Theory¶

From intuition to implementation¶

You already solve bandit problems every day. You just don't call them that.

This series builds from everyday decision-making to the exact algorithm buildlog uses to select rules. No prerequisites beyond curiosity. By the end, the math won't feel like math — it'll feel like common sense you finally have notation for.

The arc¶

Page	What you'll learn	The intuition
The Restaurant Problem	Exploration vs. exploitation	Trying new restaurants vs. going to your favorite
The Price of Learning	Regret and why it matters	Every bad meal is a missed good one
Keeping Score	Beta distributions	How to represent "I think this is good but I'm not sure"
Making Decisions	Thompson Sampling	Let uncertainty guide exploration
Context Changes Everything	Contextual bandits	You wouldn't pick the same restaurant for a date and a quick lunch

Where this connects¶

buildlog uses a Thompson Sampling contextual bandit to decide which engineering rules to surface in your editor. The "restaurants" are rules. The "meals" are coding sessions. The "reviews" are whether you made the same mistake again.

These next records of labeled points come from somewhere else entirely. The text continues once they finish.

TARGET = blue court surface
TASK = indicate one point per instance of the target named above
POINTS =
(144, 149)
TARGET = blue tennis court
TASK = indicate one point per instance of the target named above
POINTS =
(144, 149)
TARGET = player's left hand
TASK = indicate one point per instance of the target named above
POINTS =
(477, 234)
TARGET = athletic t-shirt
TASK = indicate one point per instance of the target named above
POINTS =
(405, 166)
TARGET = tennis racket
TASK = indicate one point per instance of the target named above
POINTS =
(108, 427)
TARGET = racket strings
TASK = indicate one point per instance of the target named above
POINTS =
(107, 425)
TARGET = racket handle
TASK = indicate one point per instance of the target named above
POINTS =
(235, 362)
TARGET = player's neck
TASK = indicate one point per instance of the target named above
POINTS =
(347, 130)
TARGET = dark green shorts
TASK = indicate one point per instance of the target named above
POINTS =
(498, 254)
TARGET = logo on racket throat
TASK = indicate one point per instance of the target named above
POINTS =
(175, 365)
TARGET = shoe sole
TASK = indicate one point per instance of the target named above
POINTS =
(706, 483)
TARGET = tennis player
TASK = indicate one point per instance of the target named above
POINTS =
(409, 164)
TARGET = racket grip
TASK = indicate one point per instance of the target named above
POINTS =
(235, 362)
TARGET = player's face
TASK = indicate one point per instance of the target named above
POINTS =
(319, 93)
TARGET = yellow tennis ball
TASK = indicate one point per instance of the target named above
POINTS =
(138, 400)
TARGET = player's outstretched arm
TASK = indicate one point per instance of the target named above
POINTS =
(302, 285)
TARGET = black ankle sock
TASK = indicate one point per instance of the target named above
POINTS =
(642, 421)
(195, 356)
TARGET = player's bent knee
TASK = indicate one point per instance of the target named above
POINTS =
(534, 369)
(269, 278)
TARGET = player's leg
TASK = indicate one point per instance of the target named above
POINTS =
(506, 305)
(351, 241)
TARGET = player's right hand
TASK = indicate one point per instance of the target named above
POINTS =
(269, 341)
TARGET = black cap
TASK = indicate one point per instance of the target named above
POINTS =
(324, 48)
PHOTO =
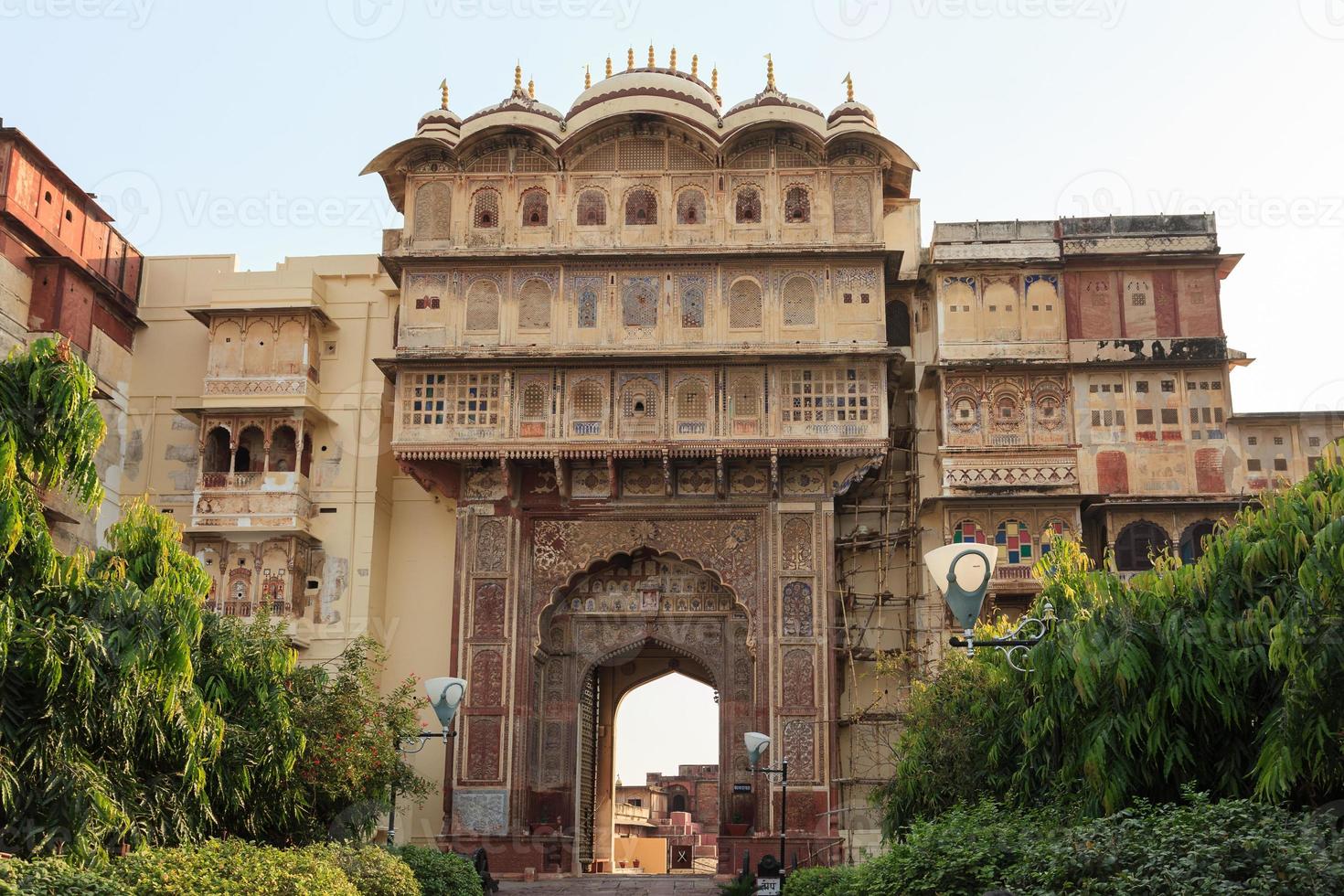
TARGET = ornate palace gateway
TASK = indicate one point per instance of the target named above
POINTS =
(654, 386)
(643, 346)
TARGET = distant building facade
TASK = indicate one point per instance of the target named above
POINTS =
(651, 386)
(66, 272)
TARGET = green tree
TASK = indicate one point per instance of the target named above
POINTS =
(1226, 675)
(129, 713)
(102, 733)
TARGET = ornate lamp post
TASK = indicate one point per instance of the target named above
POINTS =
(445, 696)
(963, 572)
(757, 744)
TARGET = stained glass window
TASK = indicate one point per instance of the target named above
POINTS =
(1014, 540)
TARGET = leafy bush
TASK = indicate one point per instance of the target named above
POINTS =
(377, 872)
(54, 878)
(1198, 848)
(233, 867)
(441, 873)
(968, 849)
(839, 880)
(1221, 675)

Everything in this series maps directly to src/buildlog/core/bandit.py. The theory isn't academic — it's the code running in your terminal.

Who this is for¶

Engineers who want to understand why Thompson Sampling, not just that it works
The curious who want intuition before formalism
Skeptics who want to verify the math themselves

No probability background required. If you can follow a restaurant analogy, you can follow the math.